One of the primary junk-fax perpetrators was one of the biggest POD companies in the industry (they also have a really bad reputation). I had to issue a written warning to them after they continued to send us junk fax press releases (for books that did NOT target our audience at all) over several months, despite our repeated complaints. I heard complaints they were doing this to others over and over again as well. As soon as they’d drop us from their list, they’d just buy another list that had our fax number on it and start all over again. They were selling this expensive press release service to their authors, which, of course, made the authors look bad as well.

I receive spam and junk faxes from these press release distribution companies all the time and I never signed up to be on any list to receive press releases. I get them from wanna-be “marketing companies” that are pedaling press releases for everything from offshore oil investments to personal care products to, of course, books that have nothing at all to do with freelance writing or publishing.

Spammers Claim They Know How to Market Products? Ha!

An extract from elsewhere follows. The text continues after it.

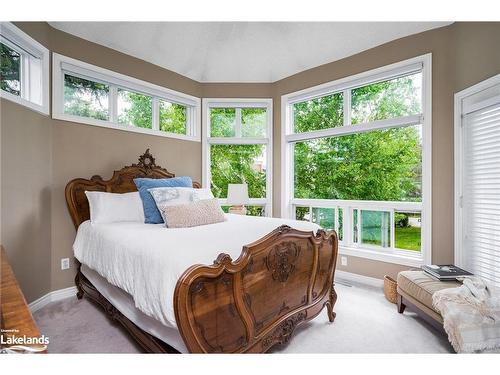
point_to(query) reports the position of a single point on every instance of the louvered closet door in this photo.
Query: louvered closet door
(481, 190)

These firms are NOT sending their press releases to a targeted list. I would trust a firm like prwire.com to send out my press release, but I would not trust any small, new company (or POD publisher) that promises to distribute press releases for authors only to a “targeted list.” Why? Because most of them have marketed their own services to us using spam. Yes, many of these so-called marketing experts are spammers! Sending out a press release about a book is one thing. Spamming authors while trying to get them to let you market their book is horrible…and is quite obviously spam.

Authors should never, ever trust a spammer to market their book. No matter how enticing the service appears, if someone spams you, you do NOT want to do business with them. They’ll drag you down into spammer hell with them if you do.

I know contacting editors one-on-one, targeting them specifically based on the content of your book, is time-consuming. But, it’s the right thing to do to keep you off the spammer lists and to protect your reputation. And, if you approach a newspaper editor by name and tell them exactly how and why your book would be of interest to their specific audience, you are MUCH more likely to get press from that editor.

If you send a blind, form press release to 100 newspaper editors, you probably won’t get any press. If you email 20 editors and address them individually, telling them why your book is of specific interest to their particular readers, you will probably get press.

Trust me. It really is worth the time to peddle your book the responsible way!